McKee isn’t the only hospital in the area offering the all-in-one experience. Longmont United Hospital prides itself on its hotel atmosphere and on the idea that new moms don’t need to change rooms after delivery. The hospital has 19 LDRP rooms, four C-section and two operating rooms.

“The best way to describe our birth place is through the service we provide to patients,´ said Matt Hartzler, director of strategic planning and marketing. “Our environment is very hotel-like with hardwood floors, Jacuzzi tubs … once you come in you have everything in one room.”

The hospital allows patients to have visitors at all hours, depending on the patient’s wishes.

“We want the families to be a part of the process to, so we offer a spare bed in the room for overnight visits,” he said.

Competition increasing in 2007

Sometimes the choice of hospital is limited by geography. But when Poudre Valley Health System opens Medical Center of the Rockies in February 2007, Northern Colorado will soon have four hospitals for patients to choose from.

North Colorado Medical Center in Greeley will open the first phase of its new maternity service in November. The expansion is part of the hospital’s $120 million Second Century project.

The hospital is adding two birthing rooms, bringing its total to 10, and seven new postpartum rooms for a total of 22.

“Until this opens we have 15 postpartum rooms and we frequently have backups for those rooms,´ said Judie Walker, director, women and children’s services for NCMC. The Monfort Birthing Center was built in 1992 and was designed for up to 2,000 births per year. In 2004, the center welcomed almost 2,500 babies.

“The new rooms will cover up the ‘scary stuff’ and place it all behind a wood headwall,” Walker said. “The rooms will also have Jacuzzi tubs out in the middle of the rooms.”

She said she doesn’t see many Greeley patients “shopping” for their birthing experience, adding that people who live in the outlying areas are more likely to be looking.

“Our focus is on providing patients with quality care in a safe environment,” she said.

In Fort Collins, Poudre Valley Hospital delivers 92 percent of all babies born to residents of Fort Collins.

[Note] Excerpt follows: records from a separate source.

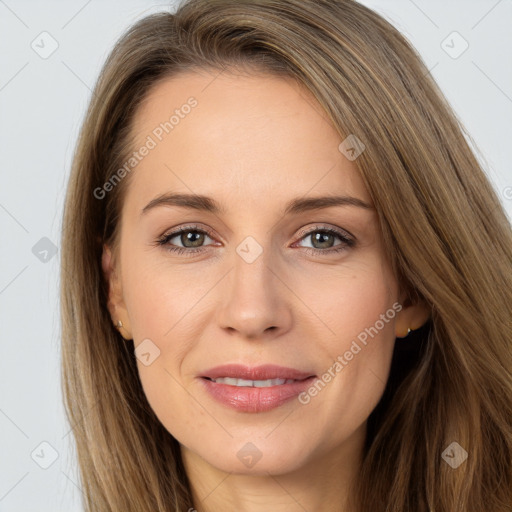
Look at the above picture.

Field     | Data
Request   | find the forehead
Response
[127,70,371,212]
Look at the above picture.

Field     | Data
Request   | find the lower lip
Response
[201,377,316,412]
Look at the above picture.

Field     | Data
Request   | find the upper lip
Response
[201,364,314,380]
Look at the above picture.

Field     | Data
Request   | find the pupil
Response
[313,233,333,248]
[181,231,204,247]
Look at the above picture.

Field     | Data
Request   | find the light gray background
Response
[0,0,512,512]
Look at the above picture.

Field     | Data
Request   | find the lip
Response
[201,364,314,380]
[199,364,316,413]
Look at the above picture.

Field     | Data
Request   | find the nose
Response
[217,244,293,340]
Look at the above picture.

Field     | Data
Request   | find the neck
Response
[181,424,366,512]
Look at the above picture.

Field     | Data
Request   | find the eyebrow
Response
[141,194,374,215]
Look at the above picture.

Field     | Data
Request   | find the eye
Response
[157,226,356,255]
[157,226,211,254]
[292,226,355,254]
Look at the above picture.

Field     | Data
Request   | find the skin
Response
[103,71,428,512]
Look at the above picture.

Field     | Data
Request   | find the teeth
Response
[211,377,295,388]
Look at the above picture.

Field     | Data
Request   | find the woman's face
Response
[103,68,424,474]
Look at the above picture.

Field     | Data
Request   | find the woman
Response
[62,0,512,512]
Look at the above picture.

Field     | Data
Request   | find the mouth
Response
[199,364,317,413]
[203,375,313,388]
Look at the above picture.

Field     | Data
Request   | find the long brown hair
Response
[61,0,512,512]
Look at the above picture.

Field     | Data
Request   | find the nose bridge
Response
[214,237,290,338]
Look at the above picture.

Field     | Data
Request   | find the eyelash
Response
[156,225,356,256]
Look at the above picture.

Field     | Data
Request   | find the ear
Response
[395,290,431,338]
[101,244,132,340]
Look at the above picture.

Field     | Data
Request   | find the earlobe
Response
[101,244,132,340]
[395,299,431,338]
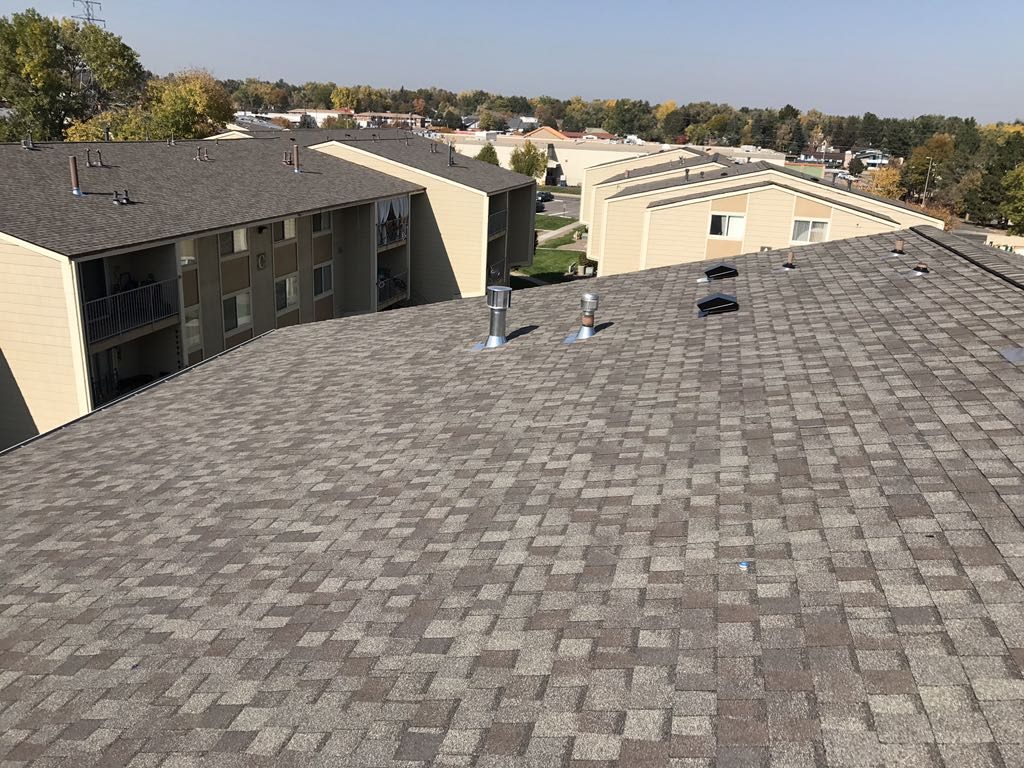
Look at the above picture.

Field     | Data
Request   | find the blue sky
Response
[9,0,1024,122]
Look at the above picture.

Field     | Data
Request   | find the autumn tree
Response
[0,9,144,139]
[867,166,906,200]
[509,140,548,178]
[476,141,501,165]
[999,163,1024,234]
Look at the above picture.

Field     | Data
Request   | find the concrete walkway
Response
[537,221,580,246]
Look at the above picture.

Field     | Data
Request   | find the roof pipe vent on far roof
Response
[473,286,512,350]
[68,155,82,198]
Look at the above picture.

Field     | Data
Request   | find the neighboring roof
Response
[0,138,423,256]
[594,154,733,186]
[587,144,711,171]
[647,181,899,224]
[309,128,534,195]
[6,230,1024,767]
[608,161,939,221]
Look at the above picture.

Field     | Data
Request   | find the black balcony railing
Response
[85,278,178,344]
[377,216,409,248]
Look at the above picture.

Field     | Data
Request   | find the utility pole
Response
[921,156,934,207]
[72,0,106,27]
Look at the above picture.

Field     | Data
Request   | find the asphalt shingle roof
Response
[0,230,1024,768]
[307,128,534,195]
[595,154,733,186]
[0,139,423,256]
[608,161,938,221]
[647,180,897,224]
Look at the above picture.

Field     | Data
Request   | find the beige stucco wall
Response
[588,169,941,275]
[580,147,696,224]
[313,143,488,301]
[0,237,89,449]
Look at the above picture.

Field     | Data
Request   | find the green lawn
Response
[519,248,580,283]
[537,184,580,195]
[534,213,572,229]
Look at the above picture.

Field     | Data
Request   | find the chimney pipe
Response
[483,286,512,349]
[577,293,600,341]
[68,155,82,198]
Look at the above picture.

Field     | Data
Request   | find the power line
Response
[72,0,106,27]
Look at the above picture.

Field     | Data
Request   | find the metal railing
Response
[85,278,178,344]
[377,272,409,306]
[377,216,409,248]
[487,209,509,238]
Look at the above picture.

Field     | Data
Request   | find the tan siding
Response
[0,241,88,447]
[644,203,711,268]
[793,197,831,219]
[705,238,743,261]
[741,187,797,252]
[317,144,488,301]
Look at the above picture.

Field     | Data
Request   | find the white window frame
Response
[270,216,299,246]
[273,272,302,317]
[178,240,197,269]
[708,212,746,240]
[309,211,333,238]
[790,217,830,246]
[313,261,334,299]
[217,226,249,259]
[181,304,202,354]
[220,288,253,338]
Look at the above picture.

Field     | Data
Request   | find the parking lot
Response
[544,195,580,221]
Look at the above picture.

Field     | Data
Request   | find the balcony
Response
[377,216,409,248]
[377,272,409,309]
[85,278,178,344]
[487,209,509,240]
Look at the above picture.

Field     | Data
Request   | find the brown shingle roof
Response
[0,230,1024,766]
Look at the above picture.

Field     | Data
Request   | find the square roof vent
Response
[705,263,739,282]
[697,293,739,317]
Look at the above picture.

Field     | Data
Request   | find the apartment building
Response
[587,156,943,275]
[0,131,535,446]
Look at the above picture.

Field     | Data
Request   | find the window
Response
[793,219,828,243]
[270,218,295,243]
[224,289,253,333]
[178,240,199,269]
[313,264,334,297]
[710,213,746,240]
[311,211,331,234]
[185,304,203,352]
[273,272,299,312]
[217,229,249,256]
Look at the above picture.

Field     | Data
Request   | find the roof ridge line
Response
[910,226,1024,291]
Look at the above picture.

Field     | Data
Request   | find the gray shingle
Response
[0,230,1024,766]
[0,139,422,256]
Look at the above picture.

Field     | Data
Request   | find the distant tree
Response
[999,163,1024,234]
[867,166,906,200]
[321,115,355,129]
[480,110,509,131]
[476,141,501,165]
[509,139,548,178]
[68,70,233,141]
[602,98,657,138]
[0,9,144,139]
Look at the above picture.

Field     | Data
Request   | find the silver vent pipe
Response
[483,286,512,349]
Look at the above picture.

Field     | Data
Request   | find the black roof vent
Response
[705,263,739,281]
[697,293,739,317]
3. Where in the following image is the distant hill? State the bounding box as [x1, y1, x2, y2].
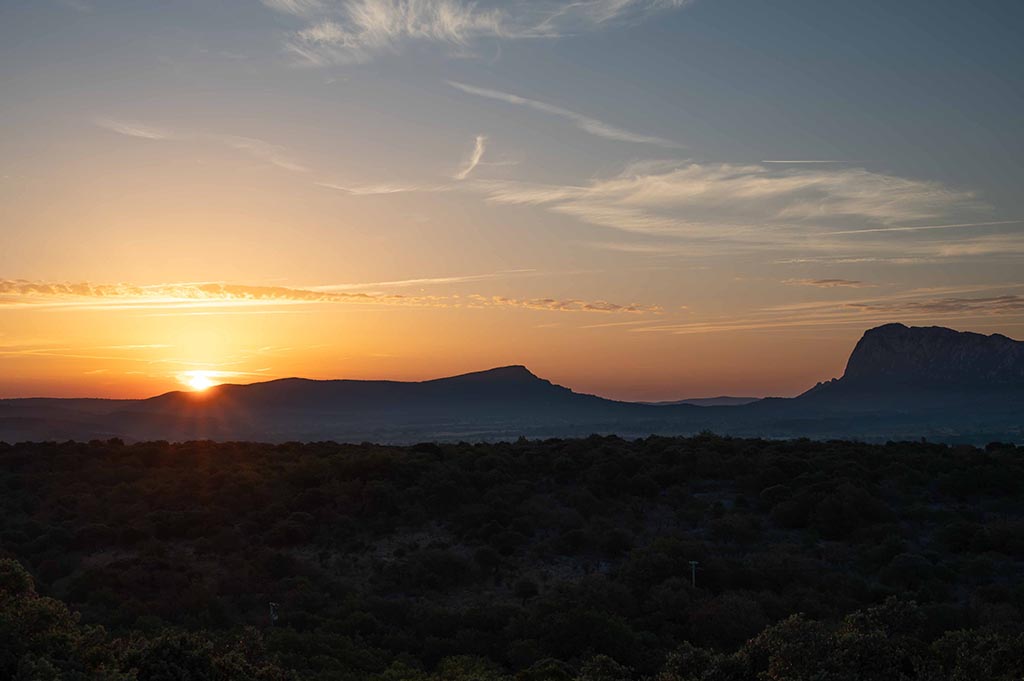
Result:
[0, 324, 1024, 443]
[643, 395, 761, 407]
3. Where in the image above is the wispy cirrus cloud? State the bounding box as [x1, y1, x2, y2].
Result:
[95, 117, 174, 139]
[447, 81, 683, 148]
[94, 117, 308, 173]
[0, 278, 660, 313]
[477, 162, 979, 248]
[470, 294, 662, 313]
[455, 135, 487, 180]
[628, 284, 1024, 335]
[263, 0, 689, 66]
[782, 279, 874, 289]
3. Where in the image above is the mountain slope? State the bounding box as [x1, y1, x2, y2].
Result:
[0, 325, 1024, 443]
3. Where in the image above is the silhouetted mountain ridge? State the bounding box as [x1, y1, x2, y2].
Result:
[843, 324, 1024, 387]
[0, 324, 1024, 443]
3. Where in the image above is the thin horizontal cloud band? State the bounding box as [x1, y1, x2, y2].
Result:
[0, 280, 662, 313]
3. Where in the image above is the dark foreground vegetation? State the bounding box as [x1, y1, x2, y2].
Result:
[0, 435, 1024, 681]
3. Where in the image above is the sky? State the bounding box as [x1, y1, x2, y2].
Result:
[0, 0, 1024, 399]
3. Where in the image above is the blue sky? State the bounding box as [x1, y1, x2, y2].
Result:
[0, 0, 1024, 398]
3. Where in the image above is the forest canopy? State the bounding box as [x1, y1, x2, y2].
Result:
[0, 434, 1024, 681]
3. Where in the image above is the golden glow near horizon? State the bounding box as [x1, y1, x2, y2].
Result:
[178, 370, 217, 392]
[0, 0, 1024, 400]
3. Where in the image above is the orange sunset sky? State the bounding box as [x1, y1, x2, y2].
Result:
[0, 0, 1024, 399]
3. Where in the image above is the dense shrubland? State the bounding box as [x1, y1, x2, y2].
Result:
[0, 435, 1024, 681]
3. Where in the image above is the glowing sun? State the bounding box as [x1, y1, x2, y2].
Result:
[178, 371, 217, 392]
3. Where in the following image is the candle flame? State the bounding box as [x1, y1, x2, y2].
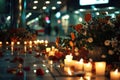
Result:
[115, 69, 118, 73]
[79, 77, 84, 80]
[79, 58, 84, 63]
[68, 68, 72, 75]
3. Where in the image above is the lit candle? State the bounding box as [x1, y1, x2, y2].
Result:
[49, 51, 55, 56]
[11, 42, 14, 46]
[24, 41, 27, 45]
[6, 42, 9, 45]
[17, 42, 20, 45]
[95, 62, 106, 75]
[110, 69, 120, 80]
[75, 58, 84, 70]
[64, 55, 73, 66]
[84, 62, 92, 72]
[46, 47, 51, 52]
[24, 46, 27, 52]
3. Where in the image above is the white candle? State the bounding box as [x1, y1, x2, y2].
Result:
[11, 42, 14, 45]
[24, 41, 27, 45]
[64, 67, 72, 75]
[95, 62, 106, 75]
[64, 54, 76, 67]
[17, 42, 20, 45]
[6, 42, 9, 44]
[75, 59, 84, 71]
[84, 62, 92, 72]
[110, 69, 120, 80]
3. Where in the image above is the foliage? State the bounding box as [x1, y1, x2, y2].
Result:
[8, 28, 36, 42]
[56, 13, 120, 58]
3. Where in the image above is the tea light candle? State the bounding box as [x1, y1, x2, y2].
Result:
[110, 69, 120, 80]
[84, 62, 92, 72]
[95, 62, 106, 75]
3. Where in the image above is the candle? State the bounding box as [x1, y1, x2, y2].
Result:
[6, 42, 9, 45]
[64, 55, 73, 66]
[65, 54, 73, 60]
[84, 62, 92, 72]
[95, 62, 106, 75]
[24, 46, 27, 52]
[24, 41, 27, 45]
[11, 42, 14, 46]
[64, 67, 72, 75]
[75, 58, 84, 70]
[46, 47, 51, 52]
[17, 42, 20, 45]
[110, 69, 120, 80]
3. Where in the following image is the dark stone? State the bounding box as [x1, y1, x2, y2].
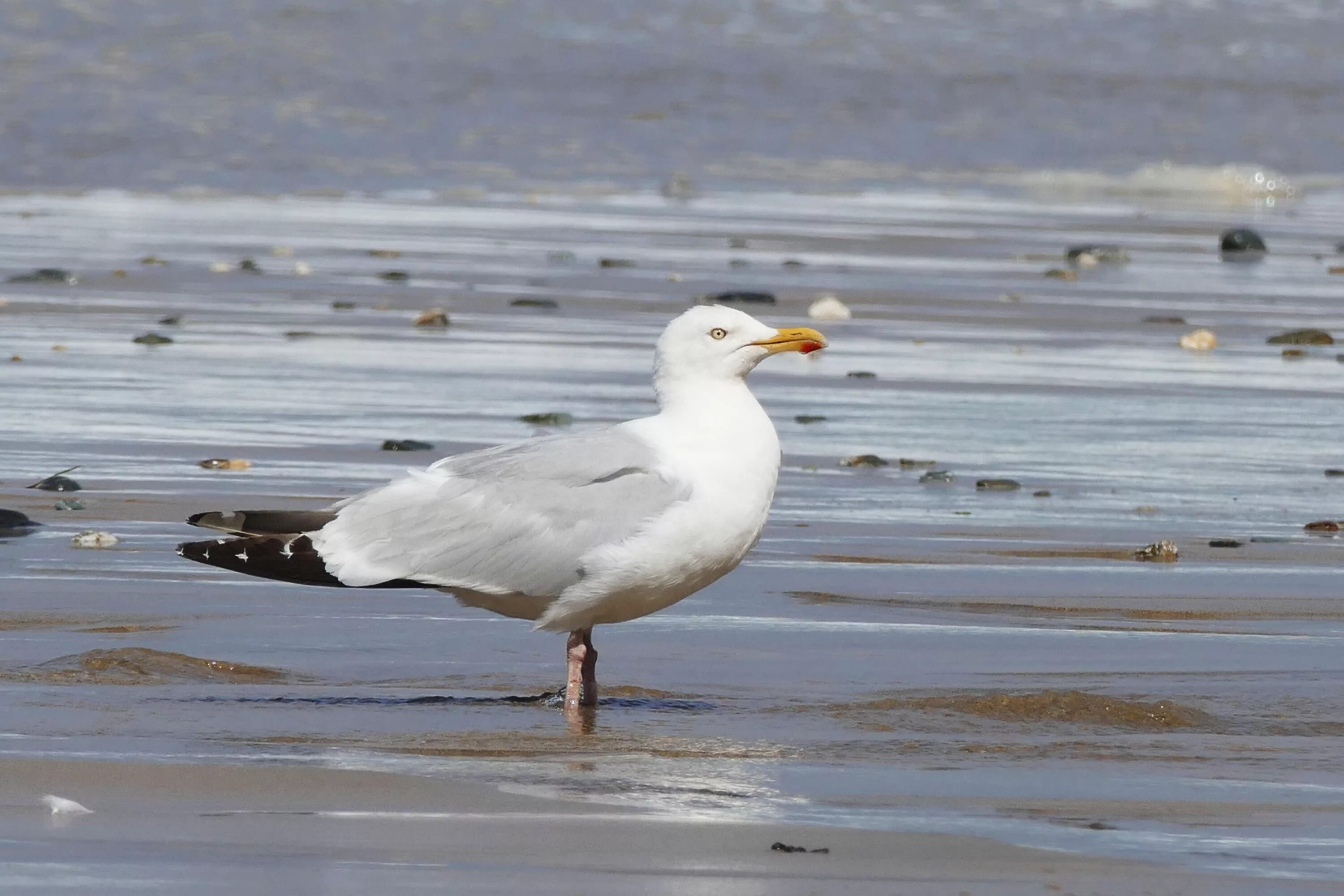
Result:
[8, 267, 78, 286]
[840, 454, 887, 466]
[0, 508, 42, 534]
[517, 411, 574, 426]
[1218, 227, 1269, 255]
[1064, 243, 1129, 265]
[1265, 328, 1335, 345]
[704, 293, 774, 305]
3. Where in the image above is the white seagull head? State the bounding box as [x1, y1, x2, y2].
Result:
[653, 305, 827, 382]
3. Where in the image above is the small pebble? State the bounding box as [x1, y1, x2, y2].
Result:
[1134, 541, 1179, 563]
[840, 454, 887, 466]
[517, 411, 574, 426]
[1218, 227, 1269, 255]
[196, 457, 251, 470]
[1180, 329, 1218, 352]
[1064, 245, 1129, 267]
[808, 296, 853, 321]
[70, 529, 121, 548]
[1265, 328, 1335, 345]
[411, 308, 448, 327]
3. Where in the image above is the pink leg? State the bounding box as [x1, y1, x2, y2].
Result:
[564, 629, 597, 709]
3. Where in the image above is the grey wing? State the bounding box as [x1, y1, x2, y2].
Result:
[310, 426, 689, 598]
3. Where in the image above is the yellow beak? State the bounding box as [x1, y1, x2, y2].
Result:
[751, 327, 827, 355]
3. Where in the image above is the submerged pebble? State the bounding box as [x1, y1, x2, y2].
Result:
[1218, 227, 1269, 257]
[5, 267, 79, 286]
[411, 308, 448, 327]
[1064, 243, 1129, 267]
[1180, 329, 1218, 352]
[840, 454, 887, 466]
[808, 296, 853, 321]
[700, 292, 775, 305]
[0, 508, 42, 532]
[196, 457, 251, 470]
[517, 411, 574, 426]
[70, 529, 121, 548]
[1134, 541, 1180, 563]
[1265, 328, 1335, 345]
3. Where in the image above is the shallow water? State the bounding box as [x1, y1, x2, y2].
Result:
[0, 190, 1344, 880]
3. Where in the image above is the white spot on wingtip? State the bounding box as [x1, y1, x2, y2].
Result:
[42, 794, 93, 815]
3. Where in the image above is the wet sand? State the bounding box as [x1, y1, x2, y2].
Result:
[0, 759, 1344, 895]
[0, 191, 1344, 893]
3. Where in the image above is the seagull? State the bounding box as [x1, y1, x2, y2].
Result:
[177, 305, 827, 712]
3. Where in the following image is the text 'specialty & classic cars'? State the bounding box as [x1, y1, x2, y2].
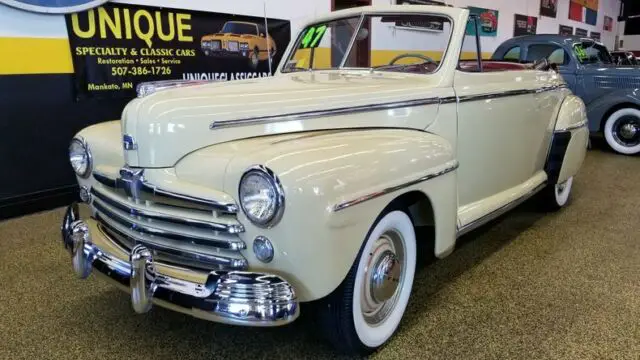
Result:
[62, 5, 588, 354]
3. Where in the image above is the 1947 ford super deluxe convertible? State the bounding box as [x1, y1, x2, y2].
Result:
[62, 5, 588, 354]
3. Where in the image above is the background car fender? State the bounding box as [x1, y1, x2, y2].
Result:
[587, 89, 640, 132]
[216, 129, 457, 301]
[549, 95, 589, 183]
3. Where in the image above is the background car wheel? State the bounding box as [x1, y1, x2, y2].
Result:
[317, 210, 416, 355]
[249, 48, 260, 69]
[540, 176, 573, 211]
[604, 108, 640, 155]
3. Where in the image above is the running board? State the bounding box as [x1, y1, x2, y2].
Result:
[456, 181, 547, 238]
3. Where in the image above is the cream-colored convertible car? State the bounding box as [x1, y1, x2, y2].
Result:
[62, 5, 588, 353]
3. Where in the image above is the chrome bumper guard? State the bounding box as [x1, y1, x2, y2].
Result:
[62, 203, 300, 326]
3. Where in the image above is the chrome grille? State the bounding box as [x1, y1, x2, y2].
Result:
[91, 171, 247, 270]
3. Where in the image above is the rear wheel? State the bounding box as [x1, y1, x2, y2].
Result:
[540, 176, 573, 211]
[318, 210, 416, 355]
[604, 108, 640, 155]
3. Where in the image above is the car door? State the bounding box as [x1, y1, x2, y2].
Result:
[454, 42, 549, 226]
[523, 41, 577, 90]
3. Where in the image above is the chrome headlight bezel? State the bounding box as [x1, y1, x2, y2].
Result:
[69, 136, 93, 179]
[238, 165, 285, 228]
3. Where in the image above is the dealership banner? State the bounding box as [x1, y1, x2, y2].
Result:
[558, 25, 573, 36]
[65, 3, 291, 99]
[540, 0, 558, 18]
[466, 6, 498, 36]
[513, 14, 538, 36]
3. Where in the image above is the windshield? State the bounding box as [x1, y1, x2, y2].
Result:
[573, 41, 613, 64]
[282, 14, 451, 74]
[220, 22, 257, 35]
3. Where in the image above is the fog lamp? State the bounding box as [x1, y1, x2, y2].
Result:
[253, 236, 273, 263]
[80, 186, 91, 204]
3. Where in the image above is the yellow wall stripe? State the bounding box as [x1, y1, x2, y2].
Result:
[0, 37, 73, 75]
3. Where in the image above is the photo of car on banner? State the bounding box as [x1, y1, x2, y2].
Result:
[65, 3, 291, 100]
[200, 21, 276, 69]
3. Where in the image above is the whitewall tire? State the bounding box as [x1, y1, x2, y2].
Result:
[318, 210, 416, 355]
[604, 108, 640, 155]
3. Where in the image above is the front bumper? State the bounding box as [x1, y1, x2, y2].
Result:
[62, 204, 300, 326]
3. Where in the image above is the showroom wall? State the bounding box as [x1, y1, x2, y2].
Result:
[0, 0, 331, 218]
[373, 0, 622, 50]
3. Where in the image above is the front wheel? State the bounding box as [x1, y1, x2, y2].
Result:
[604, 108, 640, 155]
[318, 210, 416, 355]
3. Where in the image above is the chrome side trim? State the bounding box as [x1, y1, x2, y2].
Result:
[93, 168, 238, 214]
[330, 160, 459, 212]
[458, 84, 567, 102]
[456, 181, 547, 237]
[91, 189, 244, 234]
[209, 97, 440, 130]
[209, 84, 567, 130]
[93, 199, 246, 251]
[554, 120, 589, 132]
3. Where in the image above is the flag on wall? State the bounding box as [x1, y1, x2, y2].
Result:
[569, 0, 598, 25]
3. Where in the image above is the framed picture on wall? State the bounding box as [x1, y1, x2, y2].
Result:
[467, 6, 499, 36]
[540, 0, 558, 18]
[558, 25, 573, 36]
[576, 28, 589, 36]
[603, 15, 613, 31]
[513, 14, 538, 36]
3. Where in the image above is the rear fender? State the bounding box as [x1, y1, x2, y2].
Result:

The hospital recently spent $12.6 million remodeling its birthing center with 12 birthing rooms, two operating rooms, two triage rooms and a two-bay recovery room.

In its women’s care wing, the hospital has 21 recovery rooms and can send additional patients to its pediatrics-plus wing if space demands.

The birthing center allows patients to deliver in large rooms with spa-like bathrooms. The rooms were also developed to hide medical equipment until it is needed.

“As we designed the rooms we really looked at input from our families … we asked them what they wanted in terms of care and rooms, not so much what we thought they wanted,´ said Pat Bohling-Smith, director of women and family services for PVH. Medical Center of the Rockies opens in 2007, low-risk patients will have a choice of four birthing rooms or two operating rooms and 10 postpartum rooms.